Gold posts a negative return for the first time in 13 years
Gold has fallen from its lofty pedestal this year, giving up almost 24% while the S&P 500 (INDEXSP:.INX) gained the same percentage. Increasingly, it looks like investors have given up on gold, once the investment of refuge in a global crisis situation.
Big ticket investors such as Soros and Paulson sold off or reduced positions earlier this year. If it’s any consolation to small investors, Paulson continues to maintain a position, albeit a smaller one compared to the size of his earlier investment.
What should investors now expect from gold?
Tapering to pressure gold next year
“We see little prospect of any tapering announcement this year, while the January revisiting of the debt ceiling debt will occupy markets, while Yellen takes up the reins of the Fed in February, suggesting that March will be the earliest possible date for a possible tapering announcement,” says analyst Edward L Morse in Citi’s 2014 Annual Market Outlook for Commodities. “We expect fevered tapering speculation will push prices towards $1,200/oz. in Q1 next year, before the physical market in the form of Chinese buying provides support,” says Morse.
Tepid inflation and red hot equities
‘Taper’ worry is not gold’s only woe, however. Low-key inflation prevailing over the past five years has blunted gold’s supposed hedge against rising prices, and Citi economists expect only a token uptick in inflation next year.
With equities roaring ahead, gold shows up in poor light, and it is no surprise that investors have dumped nearly 755t of gold held through ETFs. Physical gold is not the only casualty; “Net money manager long positions are now down by 97% compared levels at the end of 2012, and we expect this downward trend will largely continue through 2014, although short term reversal are expected in January as the US revisits debt ceiling negotiations,” says the analysts’ team at Citi.
The yellow metal is therefore struggling in a low inflation/high opportunity environment.
China: Gold’s white knight
Gold would have done much worse this year were it not for bargain-hunting by the Chinese, who stepped in to take advantage of the low prices and stocked up on the metal. The country imported 1,113 t this year, almost 38% of global mine output. Citi expects that China will continue to act like a bulwark to gold prices through next year.
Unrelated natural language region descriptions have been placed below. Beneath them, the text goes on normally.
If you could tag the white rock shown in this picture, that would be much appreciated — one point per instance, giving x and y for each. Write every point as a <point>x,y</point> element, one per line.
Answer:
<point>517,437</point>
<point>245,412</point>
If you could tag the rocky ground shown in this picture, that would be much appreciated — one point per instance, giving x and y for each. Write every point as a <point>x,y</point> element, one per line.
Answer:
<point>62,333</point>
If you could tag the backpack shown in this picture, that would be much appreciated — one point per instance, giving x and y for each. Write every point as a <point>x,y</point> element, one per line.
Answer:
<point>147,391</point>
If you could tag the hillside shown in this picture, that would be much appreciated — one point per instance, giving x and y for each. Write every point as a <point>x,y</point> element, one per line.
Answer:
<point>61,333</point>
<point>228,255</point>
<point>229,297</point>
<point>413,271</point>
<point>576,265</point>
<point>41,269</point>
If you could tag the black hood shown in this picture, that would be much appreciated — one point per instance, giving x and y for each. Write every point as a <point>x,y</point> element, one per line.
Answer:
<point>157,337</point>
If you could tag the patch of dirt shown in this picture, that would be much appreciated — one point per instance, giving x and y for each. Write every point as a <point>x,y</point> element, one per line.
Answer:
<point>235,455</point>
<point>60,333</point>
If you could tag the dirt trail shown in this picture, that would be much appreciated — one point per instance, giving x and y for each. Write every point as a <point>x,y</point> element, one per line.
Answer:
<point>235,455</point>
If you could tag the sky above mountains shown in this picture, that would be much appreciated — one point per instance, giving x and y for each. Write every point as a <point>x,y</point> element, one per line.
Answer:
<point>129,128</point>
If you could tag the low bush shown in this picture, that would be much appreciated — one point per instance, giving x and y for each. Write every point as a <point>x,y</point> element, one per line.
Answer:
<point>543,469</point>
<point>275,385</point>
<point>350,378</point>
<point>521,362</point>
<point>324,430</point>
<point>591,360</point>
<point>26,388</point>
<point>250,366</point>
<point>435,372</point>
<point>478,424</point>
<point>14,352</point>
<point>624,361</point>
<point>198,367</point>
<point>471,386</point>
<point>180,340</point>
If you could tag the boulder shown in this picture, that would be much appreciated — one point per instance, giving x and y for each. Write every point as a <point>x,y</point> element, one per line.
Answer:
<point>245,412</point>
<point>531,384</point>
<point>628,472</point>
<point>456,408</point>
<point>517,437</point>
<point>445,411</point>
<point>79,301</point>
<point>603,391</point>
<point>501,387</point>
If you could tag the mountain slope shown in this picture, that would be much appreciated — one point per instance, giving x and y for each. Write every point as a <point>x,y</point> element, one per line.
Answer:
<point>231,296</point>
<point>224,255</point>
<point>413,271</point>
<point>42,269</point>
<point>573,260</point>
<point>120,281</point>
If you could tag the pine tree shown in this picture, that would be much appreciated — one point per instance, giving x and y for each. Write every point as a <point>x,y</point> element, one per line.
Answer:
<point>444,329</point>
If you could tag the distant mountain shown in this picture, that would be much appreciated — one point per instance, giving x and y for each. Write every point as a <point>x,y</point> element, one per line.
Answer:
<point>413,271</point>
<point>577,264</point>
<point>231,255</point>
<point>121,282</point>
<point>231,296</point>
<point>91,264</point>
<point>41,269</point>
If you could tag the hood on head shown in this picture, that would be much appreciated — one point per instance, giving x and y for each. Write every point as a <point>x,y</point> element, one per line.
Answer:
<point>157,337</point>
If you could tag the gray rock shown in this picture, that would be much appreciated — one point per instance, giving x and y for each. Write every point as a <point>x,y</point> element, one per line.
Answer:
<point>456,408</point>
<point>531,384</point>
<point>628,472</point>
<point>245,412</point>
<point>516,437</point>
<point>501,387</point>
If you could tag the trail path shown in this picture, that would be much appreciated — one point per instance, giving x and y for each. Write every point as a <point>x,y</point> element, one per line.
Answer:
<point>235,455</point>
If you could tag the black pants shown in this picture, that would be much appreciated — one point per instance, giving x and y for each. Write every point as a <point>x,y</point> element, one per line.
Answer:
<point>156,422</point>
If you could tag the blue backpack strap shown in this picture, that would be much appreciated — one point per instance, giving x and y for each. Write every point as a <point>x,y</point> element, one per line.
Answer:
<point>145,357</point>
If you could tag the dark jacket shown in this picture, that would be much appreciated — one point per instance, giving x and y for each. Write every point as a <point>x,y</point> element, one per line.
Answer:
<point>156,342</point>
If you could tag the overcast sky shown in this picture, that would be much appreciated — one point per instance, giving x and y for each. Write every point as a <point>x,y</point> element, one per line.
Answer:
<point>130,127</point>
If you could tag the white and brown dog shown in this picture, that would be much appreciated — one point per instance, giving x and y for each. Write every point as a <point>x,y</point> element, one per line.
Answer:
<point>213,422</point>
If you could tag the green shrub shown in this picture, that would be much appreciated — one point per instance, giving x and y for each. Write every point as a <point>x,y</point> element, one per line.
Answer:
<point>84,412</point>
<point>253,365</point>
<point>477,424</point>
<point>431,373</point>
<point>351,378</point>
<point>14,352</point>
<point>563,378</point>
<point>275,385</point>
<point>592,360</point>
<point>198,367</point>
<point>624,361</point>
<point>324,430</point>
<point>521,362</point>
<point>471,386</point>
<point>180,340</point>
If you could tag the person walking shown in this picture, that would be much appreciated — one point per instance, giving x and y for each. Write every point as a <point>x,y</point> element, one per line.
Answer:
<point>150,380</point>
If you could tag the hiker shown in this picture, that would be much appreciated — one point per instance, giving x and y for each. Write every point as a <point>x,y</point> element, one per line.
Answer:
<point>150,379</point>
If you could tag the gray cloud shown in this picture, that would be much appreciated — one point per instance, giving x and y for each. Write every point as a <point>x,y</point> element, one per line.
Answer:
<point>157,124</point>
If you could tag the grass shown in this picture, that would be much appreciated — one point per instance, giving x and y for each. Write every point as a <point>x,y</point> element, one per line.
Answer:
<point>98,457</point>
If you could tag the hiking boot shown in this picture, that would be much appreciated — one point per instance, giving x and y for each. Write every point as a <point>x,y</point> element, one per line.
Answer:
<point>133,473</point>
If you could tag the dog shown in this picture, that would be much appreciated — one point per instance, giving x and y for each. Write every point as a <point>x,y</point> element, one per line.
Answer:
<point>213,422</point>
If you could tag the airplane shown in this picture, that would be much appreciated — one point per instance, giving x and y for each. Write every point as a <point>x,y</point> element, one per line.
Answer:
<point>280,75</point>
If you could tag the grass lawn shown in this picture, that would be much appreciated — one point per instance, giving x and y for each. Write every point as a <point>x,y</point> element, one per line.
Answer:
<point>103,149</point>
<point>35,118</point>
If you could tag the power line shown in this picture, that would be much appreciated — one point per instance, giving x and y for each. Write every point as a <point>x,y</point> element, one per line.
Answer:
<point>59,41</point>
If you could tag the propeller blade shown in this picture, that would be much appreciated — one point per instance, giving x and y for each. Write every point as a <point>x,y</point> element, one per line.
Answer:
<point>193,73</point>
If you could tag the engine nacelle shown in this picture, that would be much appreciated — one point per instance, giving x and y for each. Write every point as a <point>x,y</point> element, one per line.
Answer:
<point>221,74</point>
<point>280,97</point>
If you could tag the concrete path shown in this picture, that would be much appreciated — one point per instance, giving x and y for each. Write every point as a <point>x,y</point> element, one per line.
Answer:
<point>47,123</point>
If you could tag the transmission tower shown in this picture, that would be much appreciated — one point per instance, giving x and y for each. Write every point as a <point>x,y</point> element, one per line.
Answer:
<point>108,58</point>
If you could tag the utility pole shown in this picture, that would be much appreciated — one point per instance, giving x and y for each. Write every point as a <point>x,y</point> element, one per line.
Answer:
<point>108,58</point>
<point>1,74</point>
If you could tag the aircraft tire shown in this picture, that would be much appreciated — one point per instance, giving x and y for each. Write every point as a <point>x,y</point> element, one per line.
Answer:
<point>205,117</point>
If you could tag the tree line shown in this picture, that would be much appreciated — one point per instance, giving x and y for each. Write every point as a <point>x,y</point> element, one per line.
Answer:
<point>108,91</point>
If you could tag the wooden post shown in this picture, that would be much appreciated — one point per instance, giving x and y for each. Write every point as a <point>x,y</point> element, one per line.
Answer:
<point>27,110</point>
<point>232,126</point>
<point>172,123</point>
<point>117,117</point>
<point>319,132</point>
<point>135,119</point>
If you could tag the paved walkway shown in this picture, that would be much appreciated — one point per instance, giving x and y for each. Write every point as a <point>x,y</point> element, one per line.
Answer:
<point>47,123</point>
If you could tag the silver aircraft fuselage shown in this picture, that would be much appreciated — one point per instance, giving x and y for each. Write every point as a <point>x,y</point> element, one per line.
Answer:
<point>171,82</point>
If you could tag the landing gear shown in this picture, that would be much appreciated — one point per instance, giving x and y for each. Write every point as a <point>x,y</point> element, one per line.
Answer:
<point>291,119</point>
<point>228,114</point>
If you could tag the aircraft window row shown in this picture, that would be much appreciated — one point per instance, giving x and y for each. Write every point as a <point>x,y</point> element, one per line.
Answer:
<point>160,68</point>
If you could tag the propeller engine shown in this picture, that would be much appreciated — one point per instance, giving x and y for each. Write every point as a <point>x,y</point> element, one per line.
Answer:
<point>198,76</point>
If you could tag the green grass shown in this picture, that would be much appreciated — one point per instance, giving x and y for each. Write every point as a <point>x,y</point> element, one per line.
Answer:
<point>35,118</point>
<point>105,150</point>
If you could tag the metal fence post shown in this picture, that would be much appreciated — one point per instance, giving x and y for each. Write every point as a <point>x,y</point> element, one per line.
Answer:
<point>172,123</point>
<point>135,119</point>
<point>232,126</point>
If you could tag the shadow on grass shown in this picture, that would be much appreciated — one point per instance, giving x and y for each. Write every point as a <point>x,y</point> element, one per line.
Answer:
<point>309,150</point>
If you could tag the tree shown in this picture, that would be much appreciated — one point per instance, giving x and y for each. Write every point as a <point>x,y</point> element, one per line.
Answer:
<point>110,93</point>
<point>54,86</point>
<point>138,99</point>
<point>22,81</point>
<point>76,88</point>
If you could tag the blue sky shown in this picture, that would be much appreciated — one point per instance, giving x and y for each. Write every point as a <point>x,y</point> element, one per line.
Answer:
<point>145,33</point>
Gold will certainly need that, because India, another major gold importer, has imposed restrictions and duties on the inflow of gold in order to control its fiscal and current account deficits. “We believe that Indian government restrictions will hamper official gold demand through 2014,” says Citi.
Banks go slow on the bling
Even central banks the world over have cut back on gold purchases, not wanting to catch a falling knife given the steep fall in the metal’s price. The Citi analysts worry that tapering, and the resultant strength in the dollar, will provide the banks with further incentive to avoid gold and instead hold dollars/US treasuries through next year.
Compounding the above problems is increased gold supply hitting the market out of new mines coming on stream next year, and existing producers selling their output in order to keep mines running by covering at least the cash cost of production.